We suggest adding the concept of PASS into the armamentarium of gynecological clinical research. PASS may be a more relevant measure for patients compared to MID—after reaching an improvement comparable to MID, one can still suffer from symptom burden that is beyond subjective tolerance. Furthermore, unlike MID, PASS can be used to compare trial results when the baseline PROM score is not available.

Strengths and limitations

The strengths of our study include: a large, population-based sample and wide diversity of surgical methods increase the generalizability of the results; multiple statistical methods yielding consistent MID estimates suggest robustness of the results.

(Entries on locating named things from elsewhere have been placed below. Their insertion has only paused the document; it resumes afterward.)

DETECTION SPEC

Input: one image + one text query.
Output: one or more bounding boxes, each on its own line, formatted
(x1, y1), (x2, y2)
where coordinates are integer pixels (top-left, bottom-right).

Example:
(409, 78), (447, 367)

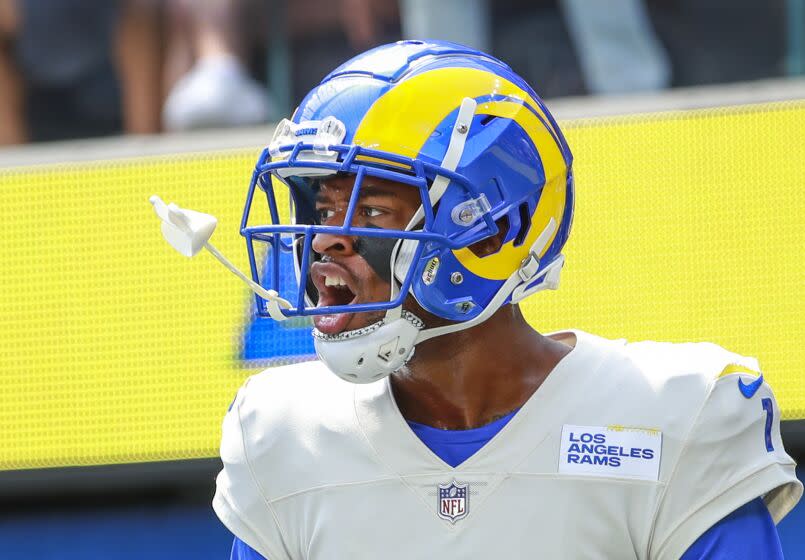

The most important limitation of our study is that the correlation between the anchor (PGI-I) and the PROM change score was only moderate. However, the MIDs detected by the distribution-based method were nearly equal to those detected with the anchor-based methods. Another limitation is that the small number of patients with no change/deterioration prevented us from estimating the MID for deterioration.

Conclusions

We provided MID and PASS estimates to aid the interpretation of PFDI-20 and POPDI-6 scores in POP surgery. A mean difference of 24 points in the PFDI-20 score and 11 points in the POPDI-6 score can be used as a clinically relevant difference between groups. A postoperative PFDI-20 score ≤ 60 and a POPDI-6 score ≤ 17 can be used in responder analysis (acceptable state).